A ce contexte répressif s'ajoute le fait que les institutions chargées de garantir le respect des droits des citoyens manquent d'indépendance ou de moyens. En particulier, la Commission nationale des droits de l'Homme et des libertés (CNDHL) ne dispose ni des pouvoirs ni de l'indépendance nécessaires pour protéger les citoyens camerounais et, en particulier, les citoyens les plus vulnérables, dont les personnes LGBTI. Par ailleurs, le système de l'assistance juridictionnelle est inopérant, ce dont il résulte que les citoyens les plus vulnérables n'ont, de fait, accès ni à la justice ni à un procès équitable. Cette situation est d'autant plus grave pour les personnes suspectées d'homosexualité que seulement trois à quatre avocats acceptent de les représenter devant les autorités policières et judiciaires, augmentant ainsi la stigmatisation dont sont victimes ces avocats.
« Dans ce contexte, les défenseurs des personnes LGBTI travaillent dans un climat d'inquiétude et de précarité lié au manque de soutien institutionnel durable en faveur des organisations identitaires. Cette précarité conduit les organisations à se « cacher » derrière les activités de lutte contre le VIH en faveur des populations les plus exposées ciblées par le Plan Stratégique National de lutte contre le VIH/SIDA », déplorent les membres de la mission.
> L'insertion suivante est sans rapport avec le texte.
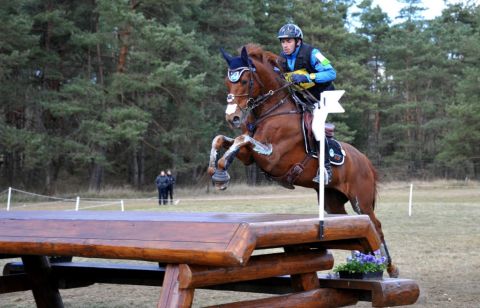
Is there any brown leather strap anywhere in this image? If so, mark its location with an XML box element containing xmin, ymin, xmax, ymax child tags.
<box><xmin>270</xmin><ymin>154</ymin><xmax>312</xmax><ymax>189</ymax></box>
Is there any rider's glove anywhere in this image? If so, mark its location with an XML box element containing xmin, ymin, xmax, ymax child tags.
<box><xmin>292</xmin><ymin>74</ymin><xmax>311</xmax><ymax>83</ymax></box>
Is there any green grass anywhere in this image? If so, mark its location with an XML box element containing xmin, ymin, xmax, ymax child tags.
<box><xmin>0</xmin><ymin>181</ymin><xmax>480</xmax><ymax>307</ymax></box>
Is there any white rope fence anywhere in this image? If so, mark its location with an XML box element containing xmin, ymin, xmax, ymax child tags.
<box><xmin>0</xmin><ymin>187</ymin><xmax>125</xmax><ymax>212</ymax></box>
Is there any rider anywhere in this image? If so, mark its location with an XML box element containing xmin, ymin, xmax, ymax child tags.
<box><xmin>278</xmin><ymin>24</ymin><xmax>337</xmax><ymax>185</ymax></box>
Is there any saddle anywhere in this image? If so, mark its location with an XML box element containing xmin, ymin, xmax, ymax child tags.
<box><xmin>302</xmin><ymin>111</ymin><xmax>345</xmax><ymax>166</ymax></box>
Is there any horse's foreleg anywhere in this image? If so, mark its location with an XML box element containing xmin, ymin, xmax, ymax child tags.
<box><xmin>207</xmin><ymin>135</ymin><xmax>234</xmax><ymax>176</ymax></box>
<box><xmin>212</xmin><ymin>135</ymin><xmax>272</xmax><ymax>190</ymax></box>
<box><xmin>218</xmin><ymin>135</ymin><xmax>272</xmax><ymax>170</ymax></box>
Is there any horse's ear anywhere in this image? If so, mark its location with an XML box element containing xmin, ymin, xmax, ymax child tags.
<box><xmin>220</xmin><ymin>48</ymin><xmax>233</xmax><ymax>66</ymax></box>
<box><xmin>240</xmin><ymin>46</ymin><xmax>252</xmax><ymax>65</ymax></box>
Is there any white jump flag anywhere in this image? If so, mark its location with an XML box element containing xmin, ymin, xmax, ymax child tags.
<box><xmin>312</xmin><ymin>90</ymin><xmax>345</xmax><ymax>224</ymax></box>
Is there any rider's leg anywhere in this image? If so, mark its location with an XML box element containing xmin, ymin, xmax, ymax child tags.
<box><xmin>312</xmin><ymin>138</ymin><xmax>332</xmax><ymax>185</ymax></box>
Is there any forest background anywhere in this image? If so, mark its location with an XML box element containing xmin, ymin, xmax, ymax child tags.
<box><xmin>0</xmin><ymin>0</ymin><xmax>480</xmax><ymax>193</ymax></box>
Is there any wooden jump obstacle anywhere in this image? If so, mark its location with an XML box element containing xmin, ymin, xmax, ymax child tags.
<box><xmin>0</xmin><ymin>211</ymin><xmax>419</xmax><ymax>308</ymax></box>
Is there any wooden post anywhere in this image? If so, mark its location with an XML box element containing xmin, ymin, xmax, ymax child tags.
<box><xmin>22</xmin><ymin>256</ymin><xmax>63</xmax><ymax>308</ymax></box>
<box><xmin>157</xmin><ymin>264</ymin><xmax>195</xmax><ymax>308</ymax></box>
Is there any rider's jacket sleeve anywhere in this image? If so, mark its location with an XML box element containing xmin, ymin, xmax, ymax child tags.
<box><xmin>310</xmin><ymin>48</ymin><xmax>337</xmax><ymax>83</ymax></box>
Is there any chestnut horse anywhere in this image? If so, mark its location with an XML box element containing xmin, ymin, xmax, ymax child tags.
<box><xmin>208</xmin><ymin>44</ymin><xmax>398</xmax><ymax>277</ymax></box>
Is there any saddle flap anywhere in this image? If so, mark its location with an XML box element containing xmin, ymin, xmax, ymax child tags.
<box><xmin>302</xmin><ymin>112</ymin><xmax>345</xmax><ymax>165</ymax></box>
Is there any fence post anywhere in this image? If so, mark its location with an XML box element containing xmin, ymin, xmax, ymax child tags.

L'Observatoire publiera dans les mois à venir un rapport de mission complet sur la situation des défenseurs des droits des personnes LGBTI au Cameroun qui adressera également des recommandations spécifiques aux autorités nationales, aux acteurs non-étatiques, aux organisations internationales, aux chancelleries et aux mécanismes de protection des droits de l'Homme nationaux, régionaux et internationaux.